An extended model for extracting measures of brain perfusion from pulsed arterial spin labeling (ASL) data while considering transit effects and restricted permeability of capillaries to blood water is proposed. We divided the time course of the signal difference between control and labeled images into four phases with respect to the arrival time of labeled blood water at the voxel of interest (t(A)), transit time through the arteries in the voxel (t(ex)), and duration of the bolus of labeled spins (tau). Dividing the labeled slab of blood water into many discrete segments, and adapting numerical integration methods allowed us to conveniently model restricted capillary-tissue exchange based on a modified distributed parameter model.

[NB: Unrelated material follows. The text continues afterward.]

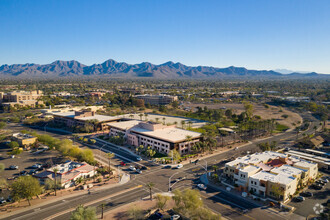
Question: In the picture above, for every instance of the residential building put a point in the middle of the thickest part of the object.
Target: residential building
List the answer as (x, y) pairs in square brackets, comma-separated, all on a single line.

We compared this four-phase single-capillary stepwise (FPSCS) model with models that treat water as a freely diffusible tracer, using both simulations and experimental ASL brain imaging data at 1.5T from eight healthy subjects (24-80 years old). The FPSCS model yielded less errors in the least-squares sense in fitting brain ASL data in comparison with freely diffusible tracer models of water (P = 0.055). These results imply that restricted permeability of capillaries to water should be considered when brain ASL data are analyzed.

FIG. 1

A numerical method for calculating water exchange in a single-capillary stepwise model. Blood flows into the voxel through arterioles, and flows out of the voxel through venules. In arteries, arterioles, and veins there is no exchange of water between blood and tissue. The tissue compartment is therefore only represented around the capillary. a: The slab of labeled water has completely entered the capillary space (t > Tex + τ). It is divided into K segments with a thickness of Δt_seg = τ/K. The water exchange for each of the segments was calculated by the technique of sliding the segment from the capillary entry downstream toward venous outflow in a stepwise fashion as if the segment suddenly slipped one segment length downstream. During each moving step, water exchange occurs via diffusion. See Eq. [A8] for the numerical equation of ΔMe(t). b: Only a part of the labeled water slab has entered the capillary space (T_ex < t < T_ex + τ). The labeled water in the capillary is divided into K segments with Δt_seg = (t − Tex)/K. The contribution from the labeled water, which is still in the arterial space, is denoted as ΔM_a(t) (Eq. [3]). When the slab of labeled water has completely entered the capillary space, as illustrated in a, ΔM_a(t) = 0.

FIG. 2

a: ASL signal simulations for different values of capillary permeability (PS_v), showing a faster ASL signal decay as permeability increases. b: Decomposition of the ASL signal into its different components occupying arterial, capillary, and extravascular spaces. This highlights the delays from the arrival of labeled water in an image voxel to the arrival in capillary space and eventually perfusion into extravascular space.

FIG. 3

Parametric images of flow, PS_v, and SFE from a 55-year-old woman, obtained with the FPSCS model and a time curve of ASL values measured in cortical gray matter. The fits of the ASL time curve based on the FPSCS (solid lines) and FPOCK (dotted lines) models are also shown for comparison.